Bericht: 13 Zivilist:innen im März in Efrîn und Aleppo getötet
In Efrîn und Aleppo sind laut einem Menschenrechtsbericht im März 13 Zivilist:innen getötet worden. Zudem wurden mehr als 70 Menschen entführt oder festgenommen. Verantwortlich gemacht werden Milizen unter Kontrolle von Damaskus und Ankara.
In den Regionen Aleppo und Efrîn sind im März mindestens 13 Zivilpersonen getötet worden. Das geht aus einem am Mittwoch vorgelegten Bericht der kurdischen Menschenrechtsorganisation Rêxistina Mafên Mirovan li Efrînê-Sûriye (RMME) hervor, die zugleich eine Vielzahl weiterer schwerer Übergriffe dokumentiert.
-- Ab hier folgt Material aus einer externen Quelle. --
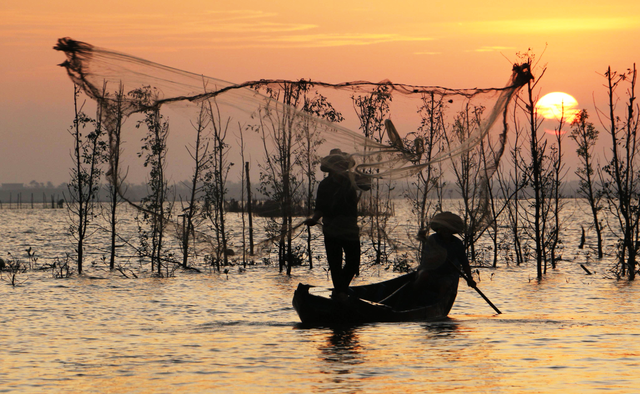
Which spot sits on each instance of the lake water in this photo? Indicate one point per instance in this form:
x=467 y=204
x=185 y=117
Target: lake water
x=238 y=333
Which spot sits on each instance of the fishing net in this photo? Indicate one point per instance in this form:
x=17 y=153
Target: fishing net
x=382 y=126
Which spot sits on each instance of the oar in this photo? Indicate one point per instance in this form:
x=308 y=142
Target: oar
x=476 y=288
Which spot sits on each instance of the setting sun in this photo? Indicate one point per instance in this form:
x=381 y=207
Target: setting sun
x=558 y=105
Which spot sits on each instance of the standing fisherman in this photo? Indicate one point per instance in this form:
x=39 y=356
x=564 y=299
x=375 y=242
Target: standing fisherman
x=337 y=204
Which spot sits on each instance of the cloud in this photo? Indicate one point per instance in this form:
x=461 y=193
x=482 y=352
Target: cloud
x=552 y=25
x=492 y=49
x=213 y=29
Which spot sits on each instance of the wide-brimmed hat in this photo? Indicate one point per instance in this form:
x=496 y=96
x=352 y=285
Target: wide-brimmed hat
x=336 y=161
x=448 y=220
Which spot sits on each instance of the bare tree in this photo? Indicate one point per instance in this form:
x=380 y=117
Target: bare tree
x=83 y=187
x=155 y=208
x=586 y=135
x=201 y=163
x=619 y=177
x=215 y=183
x=372 y=110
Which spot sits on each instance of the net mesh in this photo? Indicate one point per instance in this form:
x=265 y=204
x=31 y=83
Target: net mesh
x=380 y=125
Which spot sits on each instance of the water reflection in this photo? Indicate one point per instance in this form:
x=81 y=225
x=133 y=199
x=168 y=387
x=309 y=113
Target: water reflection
x=342 y=348
x=447 y=328
x=340 y=355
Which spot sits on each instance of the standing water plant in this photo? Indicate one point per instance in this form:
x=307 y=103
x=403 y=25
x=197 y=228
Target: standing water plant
x=83 y=187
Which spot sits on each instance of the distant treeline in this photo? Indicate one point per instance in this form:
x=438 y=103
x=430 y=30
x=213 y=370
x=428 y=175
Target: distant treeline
x=47 y=196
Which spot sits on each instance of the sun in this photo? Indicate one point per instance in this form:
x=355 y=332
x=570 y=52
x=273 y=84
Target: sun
x=558 y=105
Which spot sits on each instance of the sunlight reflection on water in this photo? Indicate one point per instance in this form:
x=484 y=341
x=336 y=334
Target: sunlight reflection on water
x=238 y=333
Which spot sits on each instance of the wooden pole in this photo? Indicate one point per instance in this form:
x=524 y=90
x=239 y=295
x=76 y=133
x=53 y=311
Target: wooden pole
x=246 y=166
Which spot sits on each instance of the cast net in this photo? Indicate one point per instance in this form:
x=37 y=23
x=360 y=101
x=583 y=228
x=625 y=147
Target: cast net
x=300 y=121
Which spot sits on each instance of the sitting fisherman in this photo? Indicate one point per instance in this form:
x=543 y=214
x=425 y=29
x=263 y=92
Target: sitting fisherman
x=442 y=257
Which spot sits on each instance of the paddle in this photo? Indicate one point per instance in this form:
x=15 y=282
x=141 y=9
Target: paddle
x=475 y=288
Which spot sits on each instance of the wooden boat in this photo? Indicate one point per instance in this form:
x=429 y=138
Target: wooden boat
x=393 y=300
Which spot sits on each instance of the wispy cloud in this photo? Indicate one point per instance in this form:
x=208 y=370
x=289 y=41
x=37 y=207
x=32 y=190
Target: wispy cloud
x=224 y=29
x=492 y=49
x=552 y=25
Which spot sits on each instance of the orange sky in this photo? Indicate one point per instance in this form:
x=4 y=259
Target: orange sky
x=457 y=44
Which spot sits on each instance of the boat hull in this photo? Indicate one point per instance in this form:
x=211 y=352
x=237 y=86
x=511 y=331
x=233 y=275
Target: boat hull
x=372 y=303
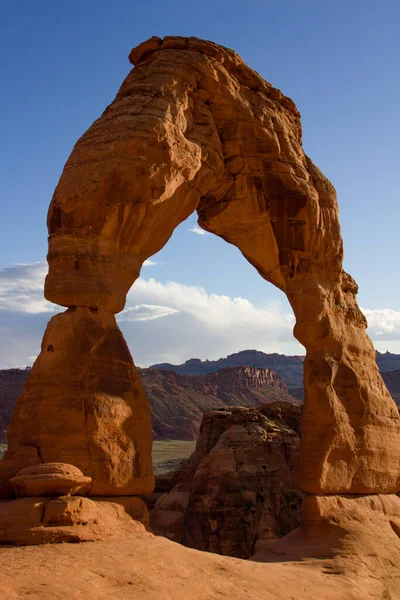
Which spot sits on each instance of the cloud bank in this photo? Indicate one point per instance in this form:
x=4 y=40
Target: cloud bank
x=166 y=321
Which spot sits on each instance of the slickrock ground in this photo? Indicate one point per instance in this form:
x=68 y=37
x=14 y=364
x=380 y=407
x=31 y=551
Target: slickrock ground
x=194 y=128
x=154 y=568
x=235 y=494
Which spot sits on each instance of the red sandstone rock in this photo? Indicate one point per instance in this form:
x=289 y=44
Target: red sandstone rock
x=50 y=479
x=83 y=405
x=235 y=492
x=194 y=128
x=31 y=521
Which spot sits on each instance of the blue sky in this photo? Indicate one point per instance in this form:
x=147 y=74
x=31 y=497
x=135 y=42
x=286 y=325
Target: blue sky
x=63 y=62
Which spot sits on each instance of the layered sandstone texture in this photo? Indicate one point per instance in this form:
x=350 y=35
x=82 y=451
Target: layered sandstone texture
x=235 y=494
x=83 y=405
x=179 y=401
x=194 y=128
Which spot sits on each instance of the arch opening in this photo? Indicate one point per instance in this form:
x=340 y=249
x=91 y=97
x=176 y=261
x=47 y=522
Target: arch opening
x=193 y=128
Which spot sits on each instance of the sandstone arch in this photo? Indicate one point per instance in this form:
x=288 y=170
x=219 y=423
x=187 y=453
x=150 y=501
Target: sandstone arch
x=194 y=128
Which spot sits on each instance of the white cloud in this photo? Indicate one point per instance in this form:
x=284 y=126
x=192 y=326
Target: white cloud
x=149 y=263
x=21 y=289
x=383 y=324
x=145 y=312
x=167 y=321
x=198 y=230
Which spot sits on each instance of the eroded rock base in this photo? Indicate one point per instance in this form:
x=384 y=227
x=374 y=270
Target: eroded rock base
x=39 y=520
x=353 y=536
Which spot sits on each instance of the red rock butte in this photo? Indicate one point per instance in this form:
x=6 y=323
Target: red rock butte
x=193 y=128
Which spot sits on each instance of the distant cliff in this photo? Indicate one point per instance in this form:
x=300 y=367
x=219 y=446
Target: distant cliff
x=177 y=401
x=289 y=368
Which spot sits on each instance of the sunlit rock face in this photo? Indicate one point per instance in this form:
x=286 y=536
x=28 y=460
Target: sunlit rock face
x=235 y=495
x=194 y=128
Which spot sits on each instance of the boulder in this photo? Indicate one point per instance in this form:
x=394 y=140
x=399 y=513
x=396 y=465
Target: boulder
x=235 y=493
x=49 y=479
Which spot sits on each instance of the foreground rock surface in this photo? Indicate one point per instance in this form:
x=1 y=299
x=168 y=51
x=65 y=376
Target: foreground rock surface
x=194 y=128
x=143 y=567
x=31 y=521
x=235 y=493
x=50 y=479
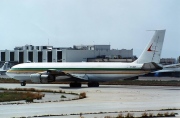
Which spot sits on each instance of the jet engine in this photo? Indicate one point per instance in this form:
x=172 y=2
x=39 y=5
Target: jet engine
x=42 y=78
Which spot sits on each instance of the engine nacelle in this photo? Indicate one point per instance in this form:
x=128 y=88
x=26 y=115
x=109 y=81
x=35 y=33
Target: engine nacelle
x=42 y=78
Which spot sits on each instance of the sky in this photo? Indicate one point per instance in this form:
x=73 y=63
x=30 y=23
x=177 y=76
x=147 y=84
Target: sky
x=63 y=23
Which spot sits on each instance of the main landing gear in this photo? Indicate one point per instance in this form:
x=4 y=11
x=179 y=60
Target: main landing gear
x=23 y=83
x=93 y=84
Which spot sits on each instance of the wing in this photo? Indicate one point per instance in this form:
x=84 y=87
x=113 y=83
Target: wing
x=51 y=74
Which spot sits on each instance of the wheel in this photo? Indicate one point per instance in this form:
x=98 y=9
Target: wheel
x=93 y=84
x=23 y=83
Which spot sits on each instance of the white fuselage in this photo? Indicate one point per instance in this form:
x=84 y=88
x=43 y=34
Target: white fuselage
x=91 y=71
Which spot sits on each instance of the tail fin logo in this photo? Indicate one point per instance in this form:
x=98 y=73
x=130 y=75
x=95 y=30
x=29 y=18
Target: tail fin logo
x=149 y=49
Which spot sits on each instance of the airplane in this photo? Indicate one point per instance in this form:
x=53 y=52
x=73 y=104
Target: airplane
x=172 y=68
x=4 y=68
x=92 y=72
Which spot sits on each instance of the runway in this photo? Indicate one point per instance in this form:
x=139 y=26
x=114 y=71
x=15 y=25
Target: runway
x=106 y=98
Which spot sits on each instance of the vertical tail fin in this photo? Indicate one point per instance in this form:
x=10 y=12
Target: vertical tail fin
x=152 y=51
x=5 y=66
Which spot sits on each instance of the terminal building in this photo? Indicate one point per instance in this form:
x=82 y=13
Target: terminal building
x=77 y=53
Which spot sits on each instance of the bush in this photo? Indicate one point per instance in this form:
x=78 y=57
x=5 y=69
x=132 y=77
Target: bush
x=82 y=95
x=62 y=96
x=144 y=115
x=129 y=115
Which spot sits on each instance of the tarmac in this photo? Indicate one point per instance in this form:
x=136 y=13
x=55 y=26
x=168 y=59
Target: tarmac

Nach Angaben der Organisation wurden die Tötungen von bewaffneten Milizen verübt, die der syrischen Übergangsregierung und dem türkischen Staat unterstehen. Darüber hinaus habe es im Berichtsmonat zudem mehr als 70 Fälle von Entführungen und Festnahmen gegeben. Ein Großteil dieser Vorfälle steht laut RMME im Zusammenhang mit den Newroz-Feierlichkeiten. In diesem Zeitraum seien gezielt Personen festgenommen worden. Auch im kurdisch geprägten Stadtteil Şêxmeqsûd in Aleppo wurden demnach vier junge Menschen in Gewahrsam genommen.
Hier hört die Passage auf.